Popular??? Popular o Spinola e os seus apaniguados?? O Spinola das vésperas do 28 de Setembro, a apelar à maioria silenciosa que das bancadas aplaudia o seu bolorento salazarista e vaiava o Primeiro Ministro Vasco Gonçalves?

Cultura? Qual "cultura"? A da arte de espetar ferros no dorso do mamífero e fugir com os quadris do cavalo à investida dos cornos cerrados?

Cultura??? Qual? A do marialva? Da porrada na mulher quando o Benfica perde?

Qual "expressão"? A de regozijo por um ferro bem espetado nas trombas dos basbaques faz-de-conta-que-sou-latifundiário e dos quero-ter-um-porshe-comó-dele?

Se o PCP quisesse fazer alguma coisa para começar a limitar a barbárie das touradas, mesmo evitando a proibição, e eu tenho horror às proibições, por isso uso o menos possível, podia propor o fim do financiamento público das touradas, o fim da emissão das touradas, remetê-la para os canais pagos, proibir-lhe a publicidade em locais públicos como se faz com outros tipo de pornografia, aumentar o IVA dessa "indústria de entretenimento" e aproveitar para voltar a propor a diminuição do IVA na cultura, do teatro e da música, ... legislar sobre o tamanho e espessura dos ferros que se podem espetar no dorso do mamífero e sobre a àrea de dorso que pode ser, legalmente, coberta de sangue e sobre os decilitros de sangue que o mamífero pode cuspir até ser retirado da arena, ainda vivo, e libertado na campina até ao fim de semana seguinte.

Se o PCP se opusesse à proposta do pan pelas suas fragilidades, ou pelo momento em que foi apresentada, tinha bom remédio, apresentava outro projeto de lei ou dizia claramente: votamos contra porque isto é uma provocação destinada a esconder o que hoje se vota de realmente relevante: o direito a uma vida condigna para os animais racionais, vamos deixar a discussão a sério dos direitos dos irracionais para outra altura.

Não o fez. Embrulhou-se na defesa de um conceito retrógrado e semi-paternalista de cultura popular.

Um dos erros desta posição reside nessa visão retrógrada e semi-paternalista de cultura-popular, uma visão que no limite ainda obrigaria a legitimar outras "tradições", bem mais “populares, diga-se de passagem, recentemente proibidas (por iniciativa de quem, com propostas de quem e os votos de quem?) no âmbito de legislação apropriada.
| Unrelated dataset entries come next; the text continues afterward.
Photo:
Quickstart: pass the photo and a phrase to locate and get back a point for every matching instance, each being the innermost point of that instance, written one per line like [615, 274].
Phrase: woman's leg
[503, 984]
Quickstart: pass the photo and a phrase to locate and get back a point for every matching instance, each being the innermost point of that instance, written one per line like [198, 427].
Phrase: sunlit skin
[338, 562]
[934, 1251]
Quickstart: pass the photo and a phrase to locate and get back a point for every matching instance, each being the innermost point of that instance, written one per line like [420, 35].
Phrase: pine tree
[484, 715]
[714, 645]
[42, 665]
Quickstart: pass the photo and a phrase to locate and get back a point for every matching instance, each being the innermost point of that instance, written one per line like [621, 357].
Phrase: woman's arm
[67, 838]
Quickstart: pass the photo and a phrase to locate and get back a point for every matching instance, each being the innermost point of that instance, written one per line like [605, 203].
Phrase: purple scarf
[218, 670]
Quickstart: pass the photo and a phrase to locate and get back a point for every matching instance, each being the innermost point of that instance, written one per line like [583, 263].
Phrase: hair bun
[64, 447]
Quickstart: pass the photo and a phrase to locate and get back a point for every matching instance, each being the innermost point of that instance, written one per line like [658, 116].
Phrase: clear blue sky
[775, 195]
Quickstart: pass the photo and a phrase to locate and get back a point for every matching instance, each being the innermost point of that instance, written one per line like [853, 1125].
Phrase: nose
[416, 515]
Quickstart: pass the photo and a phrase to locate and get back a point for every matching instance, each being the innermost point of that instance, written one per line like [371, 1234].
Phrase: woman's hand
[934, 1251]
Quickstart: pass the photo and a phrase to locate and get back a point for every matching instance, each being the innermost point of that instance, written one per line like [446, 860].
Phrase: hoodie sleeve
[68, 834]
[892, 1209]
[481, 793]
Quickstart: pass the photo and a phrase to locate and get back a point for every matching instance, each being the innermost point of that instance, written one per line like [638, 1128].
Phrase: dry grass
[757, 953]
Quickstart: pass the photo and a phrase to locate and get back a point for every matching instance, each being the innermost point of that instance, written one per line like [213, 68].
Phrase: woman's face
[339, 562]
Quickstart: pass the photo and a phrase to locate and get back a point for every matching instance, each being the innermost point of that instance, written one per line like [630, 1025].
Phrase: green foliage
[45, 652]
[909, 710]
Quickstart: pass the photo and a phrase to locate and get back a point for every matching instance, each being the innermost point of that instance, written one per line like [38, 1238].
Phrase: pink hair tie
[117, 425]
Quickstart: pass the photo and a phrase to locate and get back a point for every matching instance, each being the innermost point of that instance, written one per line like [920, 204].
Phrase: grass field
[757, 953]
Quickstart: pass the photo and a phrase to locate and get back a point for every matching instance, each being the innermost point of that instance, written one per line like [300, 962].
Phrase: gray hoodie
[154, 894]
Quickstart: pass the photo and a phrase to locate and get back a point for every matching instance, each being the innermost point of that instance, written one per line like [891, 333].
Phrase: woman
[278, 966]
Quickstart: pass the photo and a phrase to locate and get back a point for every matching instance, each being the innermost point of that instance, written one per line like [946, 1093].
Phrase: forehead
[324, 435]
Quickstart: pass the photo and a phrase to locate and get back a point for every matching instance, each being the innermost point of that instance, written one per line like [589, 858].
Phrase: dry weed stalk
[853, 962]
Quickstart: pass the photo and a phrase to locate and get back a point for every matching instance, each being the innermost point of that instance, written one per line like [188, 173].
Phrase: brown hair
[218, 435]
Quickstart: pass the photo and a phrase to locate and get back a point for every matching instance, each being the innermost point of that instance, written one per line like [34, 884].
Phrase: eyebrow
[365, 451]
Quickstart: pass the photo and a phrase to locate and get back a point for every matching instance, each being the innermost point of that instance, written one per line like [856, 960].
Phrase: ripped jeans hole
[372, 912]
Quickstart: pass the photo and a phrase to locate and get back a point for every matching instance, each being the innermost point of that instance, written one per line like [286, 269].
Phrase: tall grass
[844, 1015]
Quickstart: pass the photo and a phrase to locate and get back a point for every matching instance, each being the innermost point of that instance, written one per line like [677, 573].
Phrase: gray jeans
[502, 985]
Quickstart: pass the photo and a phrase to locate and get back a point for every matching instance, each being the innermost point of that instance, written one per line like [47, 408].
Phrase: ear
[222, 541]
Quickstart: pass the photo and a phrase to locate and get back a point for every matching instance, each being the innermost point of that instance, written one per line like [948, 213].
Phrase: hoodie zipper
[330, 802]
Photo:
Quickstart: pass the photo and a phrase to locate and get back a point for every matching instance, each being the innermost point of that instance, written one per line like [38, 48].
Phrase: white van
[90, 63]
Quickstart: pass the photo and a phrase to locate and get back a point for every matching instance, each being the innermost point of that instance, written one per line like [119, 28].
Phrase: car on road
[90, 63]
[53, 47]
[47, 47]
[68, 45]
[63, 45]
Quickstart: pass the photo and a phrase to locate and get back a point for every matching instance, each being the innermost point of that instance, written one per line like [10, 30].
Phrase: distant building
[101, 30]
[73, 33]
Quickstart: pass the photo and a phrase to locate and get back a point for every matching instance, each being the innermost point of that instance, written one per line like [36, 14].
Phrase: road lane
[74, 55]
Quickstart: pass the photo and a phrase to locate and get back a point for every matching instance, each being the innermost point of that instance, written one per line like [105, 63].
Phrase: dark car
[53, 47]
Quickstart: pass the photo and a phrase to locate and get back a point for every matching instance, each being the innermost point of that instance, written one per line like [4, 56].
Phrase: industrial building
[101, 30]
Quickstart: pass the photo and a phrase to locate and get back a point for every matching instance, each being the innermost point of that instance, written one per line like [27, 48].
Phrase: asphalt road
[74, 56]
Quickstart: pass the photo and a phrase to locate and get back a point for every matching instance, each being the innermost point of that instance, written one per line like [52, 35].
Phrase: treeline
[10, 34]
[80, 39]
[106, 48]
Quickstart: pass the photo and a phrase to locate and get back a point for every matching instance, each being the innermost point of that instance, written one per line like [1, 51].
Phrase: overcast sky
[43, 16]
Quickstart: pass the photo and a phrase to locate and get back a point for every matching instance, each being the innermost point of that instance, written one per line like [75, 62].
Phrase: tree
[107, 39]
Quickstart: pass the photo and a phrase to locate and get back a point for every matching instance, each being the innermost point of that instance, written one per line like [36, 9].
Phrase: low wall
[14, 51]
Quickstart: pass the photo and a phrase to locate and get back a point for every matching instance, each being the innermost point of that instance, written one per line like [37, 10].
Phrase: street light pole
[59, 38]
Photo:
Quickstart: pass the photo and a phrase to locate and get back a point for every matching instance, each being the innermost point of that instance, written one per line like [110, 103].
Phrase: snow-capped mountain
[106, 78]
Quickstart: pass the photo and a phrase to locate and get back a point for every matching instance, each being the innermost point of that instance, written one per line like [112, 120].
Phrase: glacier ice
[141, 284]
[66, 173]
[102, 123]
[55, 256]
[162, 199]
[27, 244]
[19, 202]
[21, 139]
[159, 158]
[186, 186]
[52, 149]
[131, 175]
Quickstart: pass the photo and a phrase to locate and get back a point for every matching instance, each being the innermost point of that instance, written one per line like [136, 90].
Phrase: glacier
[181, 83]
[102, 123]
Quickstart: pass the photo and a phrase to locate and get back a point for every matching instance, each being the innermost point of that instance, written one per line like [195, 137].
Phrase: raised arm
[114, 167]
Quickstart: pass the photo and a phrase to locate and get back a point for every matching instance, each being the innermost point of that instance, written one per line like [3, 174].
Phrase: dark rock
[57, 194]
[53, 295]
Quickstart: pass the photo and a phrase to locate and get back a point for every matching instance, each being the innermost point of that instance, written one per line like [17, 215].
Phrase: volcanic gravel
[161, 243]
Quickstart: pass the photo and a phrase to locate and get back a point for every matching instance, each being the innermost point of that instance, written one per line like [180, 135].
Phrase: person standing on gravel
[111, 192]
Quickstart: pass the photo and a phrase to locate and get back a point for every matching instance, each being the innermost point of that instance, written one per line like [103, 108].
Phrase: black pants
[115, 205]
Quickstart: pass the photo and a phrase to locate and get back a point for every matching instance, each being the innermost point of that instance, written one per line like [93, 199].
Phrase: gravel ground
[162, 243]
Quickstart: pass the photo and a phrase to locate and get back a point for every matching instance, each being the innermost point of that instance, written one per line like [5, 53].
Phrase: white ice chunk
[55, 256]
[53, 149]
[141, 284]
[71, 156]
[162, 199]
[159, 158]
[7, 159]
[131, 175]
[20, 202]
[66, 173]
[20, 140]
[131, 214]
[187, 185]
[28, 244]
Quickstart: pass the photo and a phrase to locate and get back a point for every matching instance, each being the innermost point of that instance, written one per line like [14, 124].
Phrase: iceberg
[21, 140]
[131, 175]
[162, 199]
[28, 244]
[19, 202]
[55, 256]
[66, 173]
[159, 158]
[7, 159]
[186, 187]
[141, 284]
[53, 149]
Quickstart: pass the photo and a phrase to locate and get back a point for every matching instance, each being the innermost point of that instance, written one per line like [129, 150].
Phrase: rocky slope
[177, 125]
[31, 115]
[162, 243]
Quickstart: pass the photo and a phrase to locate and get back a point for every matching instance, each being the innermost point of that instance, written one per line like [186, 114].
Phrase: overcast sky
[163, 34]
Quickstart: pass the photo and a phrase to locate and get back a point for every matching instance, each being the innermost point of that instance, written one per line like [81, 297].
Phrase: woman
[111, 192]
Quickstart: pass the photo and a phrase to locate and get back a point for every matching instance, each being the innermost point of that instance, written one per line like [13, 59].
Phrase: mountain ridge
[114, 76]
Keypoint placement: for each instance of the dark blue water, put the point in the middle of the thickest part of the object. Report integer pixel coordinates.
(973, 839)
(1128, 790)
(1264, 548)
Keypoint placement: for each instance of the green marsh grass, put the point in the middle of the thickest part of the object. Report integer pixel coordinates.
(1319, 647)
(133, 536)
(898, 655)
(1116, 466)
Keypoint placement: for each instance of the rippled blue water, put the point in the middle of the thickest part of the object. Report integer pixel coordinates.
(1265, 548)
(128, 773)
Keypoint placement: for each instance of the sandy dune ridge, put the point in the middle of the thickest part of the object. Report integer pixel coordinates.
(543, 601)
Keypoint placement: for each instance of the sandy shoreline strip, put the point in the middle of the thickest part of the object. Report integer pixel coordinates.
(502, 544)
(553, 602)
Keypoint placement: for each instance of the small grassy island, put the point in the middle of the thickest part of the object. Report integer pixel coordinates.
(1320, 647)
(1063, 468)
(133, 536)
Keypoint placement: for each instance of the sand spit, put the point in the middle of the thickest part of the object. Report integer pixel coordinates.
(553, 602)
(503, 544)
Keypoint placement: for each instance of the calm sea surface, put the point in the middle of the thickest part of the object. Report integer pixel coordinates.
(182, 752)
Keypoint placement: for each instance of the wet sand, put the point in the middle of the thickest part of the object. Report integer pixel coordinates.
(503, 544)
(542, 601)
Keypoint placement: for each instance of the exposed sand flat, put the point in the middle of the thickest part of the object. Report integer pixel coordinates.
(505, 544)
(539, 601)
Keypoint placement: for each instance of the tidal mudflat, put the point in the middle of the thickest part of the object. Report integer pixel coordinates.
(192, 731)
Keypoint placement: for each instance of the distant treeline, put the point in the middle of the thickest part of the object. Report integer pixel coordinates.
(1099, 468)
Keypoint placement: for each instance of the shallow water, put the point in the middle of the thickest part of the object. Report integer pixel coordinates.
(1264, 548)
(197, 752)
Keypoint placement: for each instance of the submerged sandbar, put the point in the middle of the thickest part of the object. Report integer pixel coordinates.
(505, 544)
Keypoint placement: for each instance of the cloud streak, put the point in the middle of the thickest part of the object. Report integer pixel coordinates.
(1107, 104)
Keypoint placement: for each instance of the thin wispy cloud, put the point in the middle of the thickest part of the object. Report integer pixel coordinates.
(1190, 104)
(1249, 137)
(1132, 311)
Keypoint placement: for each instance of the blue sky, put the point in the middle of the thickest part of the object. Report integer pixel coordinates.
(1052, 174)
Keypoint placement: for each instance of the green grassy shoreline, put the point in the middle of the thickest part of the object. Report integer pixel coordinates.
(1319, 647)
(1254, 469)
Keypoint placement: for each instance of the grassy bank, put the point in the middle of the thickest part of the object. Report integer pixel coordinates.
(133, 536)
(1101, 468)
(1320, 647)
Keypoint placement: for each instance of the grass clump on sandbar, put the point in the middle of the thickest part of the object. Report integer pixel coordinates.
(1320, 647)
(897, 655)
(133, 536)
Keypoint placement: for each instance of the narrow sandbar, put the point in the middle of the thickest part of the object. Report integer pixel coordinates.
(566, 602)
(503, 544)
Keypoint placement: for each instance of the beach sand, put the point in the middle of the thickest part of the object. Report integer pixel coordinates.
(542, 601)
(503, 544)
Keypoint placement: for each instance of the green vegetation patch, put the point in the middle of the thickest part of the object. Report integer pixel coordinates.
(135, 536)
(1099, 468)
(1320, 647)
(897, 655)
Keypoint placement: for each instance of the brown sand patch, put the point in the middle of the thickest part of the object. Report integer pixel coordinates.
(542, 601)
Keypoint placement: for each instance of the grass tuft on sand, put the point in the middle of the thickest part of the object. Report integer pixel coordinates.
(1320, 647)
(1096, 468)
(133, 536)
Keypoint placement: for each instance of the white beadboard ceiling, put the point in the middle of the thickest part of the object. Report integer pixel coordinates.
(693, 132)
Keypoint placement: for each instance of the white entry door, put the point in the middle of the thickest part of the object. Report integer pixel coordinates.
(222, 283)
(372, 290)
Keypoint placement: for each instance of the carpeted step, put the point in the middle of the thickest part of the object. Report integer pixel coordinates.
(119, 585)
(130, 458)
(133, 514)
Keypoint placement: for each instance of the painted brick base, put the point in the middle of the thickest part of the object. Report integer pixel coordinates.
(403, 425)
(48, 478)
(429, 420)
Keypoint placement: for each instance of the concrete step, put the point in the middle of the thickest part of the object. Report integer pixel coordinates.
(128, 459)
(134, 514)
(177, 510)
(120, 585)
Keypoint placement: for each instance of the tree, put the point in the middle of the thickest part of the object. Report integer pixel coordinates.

Barbariedades como queimar gatos para subirem a postes, ou as há mais tempo ilegalizadas lutas de cães, nunca chegaram a cair debaixo do recente guarda chuva pseudo-cultural e neo-patrioteiro das «expressões de cultura popular», expressões de selvajaria antes apadrinhadas por um fascismo salazarento como forma de deixar os basbaques verem os filhos dos latifundiários a pavonear-se em cavalos ajaezados e que nós tão bem caricaturizámos pela voz do Fernando Tordo vão lá mais de 40 anos.

O meu problema é ver o pcp a deixar cair o caráter decisivo de vanguarda para se remeter a pseudo-multiculturalismos que relativizam os aspetos retrógrados das “tradições”, mais das vezes impostas como escapes por um fascismo salazarento. O meu problema é vê-lo a vergar a neo-patriotismos conjunturais e seguidistas. Irrita-me, deixa-me triste e preocupado, muito preocupado. Pela segunda vez em poucos meses.